• The job-killing medical device tax, ctd.

    When I posted earlier, I had forgotten about the recent paper by Bryan Schmutz and Rex Santerre on the device tax and R&D. I still have not read it in full. Nevertheless, here’s the abstract:

    Unlike the pharmaceutical industry, no empirical research has focused on the factors influencing research and development (R&D) spending in the medical device industry. To fill that gap, this study examines how R&D spending is influenced by prior year cash flow and corporate market value using multiple regression analysis and a panel data set of medical device companies over the period 1962–2008. The empirical findings suggest that the elasticities of R&D spending with respect to cash flow and corporate market value equal 0.58 and 0.31, respectively. Moreover, based upon these estimates, simulations show that the recently enacted excise tax on medical devices, taken alone, will reduce R&D spending by approximately $4 billion and thereby lead to a minimum loss of $20 billion worth of human life years over the first 10 years of its enactment.

    I took a quick enough look to find out how the authors estimated the loss of life years. The key bits are these:

    To translate that lost amount of medical device R&D spending in to the value of human lives lost, we use Neumann et al. (2000) median estimate of $40 000 cost per quality-adjusted life year (QALY) gained from medical devices to calculate a reasonable estimate of the amount of R&D spending needed to gain one QALY. In other words, prior research has determined that every $40 000 medical device sales gained one QALY. Using the 2007 median estimate for R&D intensity of approximately 0.06 (which is R&D divided by Sales) along with the 2007 adjusted median estimate of $51 444 cost per QALY (adjusting the $40 000 to year 2007 dollars), we calculate an estimate of $3087 of R&D spending needed to gain one QALY. […]

    [W]e use a range of $200 000 to $300 000 to calculate the dollar value of life years lost to depressed medical device R&D spending.
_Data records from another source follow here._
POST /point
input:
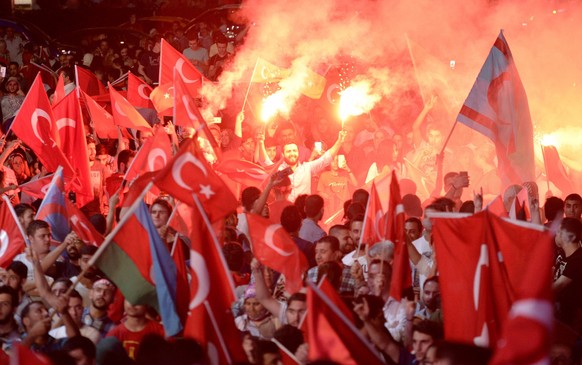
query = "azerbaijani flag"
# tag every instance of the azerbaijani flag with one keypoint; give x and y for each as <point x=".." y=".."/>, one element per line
<point x="139" y="263"/>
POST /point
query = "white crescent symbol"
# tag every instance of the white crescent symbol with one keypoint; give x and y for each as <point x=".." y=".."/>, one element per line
<point x="180" y="162"/>
<point x="198" y="265"/>
<point x="141" y="92"/>
<point x="118" y="108"/>
<point x="330" y="91"/>
<point x="34" y="121"/>
<point x="186" y="100"/>
<point x="269" y="233"/>
<point x="153" y="155"/>
<point x="4" y="240"/>
<point x="483" y="261"/>
<point x="66" y="122"/>
<point x="179" y="66"/>
<point x="80" y="225"/>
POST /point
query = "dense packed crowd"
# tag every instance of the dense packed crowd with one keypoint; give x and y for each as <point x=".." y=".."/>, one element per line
<point x="317" y="189"/>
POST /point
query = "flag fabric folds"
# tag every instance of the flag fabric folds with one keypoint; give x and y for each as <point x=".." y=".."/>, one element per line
<point x="497" y="107"/>
<point x="275" y="248"/>
<point x="497" y="265"/>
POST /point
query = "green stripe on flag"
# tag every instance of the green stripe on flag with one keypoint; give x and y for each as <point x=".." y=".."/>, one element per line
<point x="119" y="267"/>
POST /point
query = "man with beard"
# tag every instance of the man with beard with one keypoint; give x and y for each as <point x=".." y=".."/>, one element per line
<point x="303" y="171"/>
<point x="429" y="308"/>
<point x="8" y="327"/>
<point x="101" y="296"/>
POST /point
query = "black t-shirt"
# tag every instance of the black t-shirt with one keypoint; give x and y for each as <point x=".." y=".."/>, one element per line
<point x="571" y="297"/>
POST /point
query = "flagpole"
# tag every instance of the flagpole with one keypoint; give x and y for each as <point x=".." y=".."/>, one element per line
<point x="11" y="208"/>
<point x="214" y="239"/>
<point x="250" y="83"/>
<point x="217" y="331"/>
<point x="126" y="216"/>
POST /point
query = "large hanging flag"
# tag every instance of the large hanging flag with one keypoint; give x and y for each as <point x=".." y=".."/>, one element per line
<point x="53" y="210"/>
<point x="140" y="264"/>
<point x="138" y="92"/>
<point x="188" y="177"/>
<point x="497" y="107"/>
<point x="494" y="264"/>
<point x="124" y="114"/>
<point x="12" y="240"/>
<point x="71" y="130"/>
<point x="274" y="248"/>
<point x="35" y="126"/>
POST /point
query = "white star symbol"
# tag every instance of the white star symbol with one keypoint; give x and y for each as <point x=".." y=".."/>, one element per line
<point x="206" y="190"/>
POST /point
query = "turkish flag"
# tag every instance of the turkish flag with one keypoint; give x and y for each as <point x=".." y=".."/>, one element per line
<point x="188" y="175"/>
<point x="81" y="225"/>
<point x="275" y="248"/>
<point x="37" y="188"/>
<point x="102" y="121"/>
<point x="88" y="82"/>
<point x="59" y="93"/>
<point x="211" y="321"/>
<point x="401" y="275"/>
<point x="124" y="114"/>
<point x="153" y="155"/>
<point x="493" y="264"/>
<point x="331" y="336"/>
<point x="35" y="126"/>
<point x="69" y="122"/>
<point x="138" y="92"/>
<point x="371" y="230"/>
<point x="11" y="235"/>
<point x="182" y="287"/>
<point x="171" y="59"/>
<point x="243" y="172"/>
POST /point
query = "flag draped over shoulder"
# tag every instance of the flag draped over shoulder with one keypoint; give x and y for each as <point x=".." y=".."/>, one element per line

    By email, I asked Santerre if his work incorporates any effect on the industry of coverage expansion. His answer:

    No we didn’t but the demand expansion effect may be slight for medical devices. Hospitals are the primary buyers rather than consumers and they have always strived to have the newest bells and whistles when it comes to medical devices. Also, they typically feel obligated to treat most patients when they come through the door even without insurance (legally they just have to stabilize the patient as Aaron reminds us). I don’t see much changing in that regard after the insurance mandate. However, if medical technology is the culprit behind the growth of health care spending and many (and I) believe, the tax on medical devices may be one way to slow down its growth. In other words, to slow the growth of health care spending, maybe people should die sooner than they would have otherwise.

    I think we’d all prefer to slow the use of medical devices we know to be too broadly and harmfully applied. If we did so, instead of killing people, we might actually save a few.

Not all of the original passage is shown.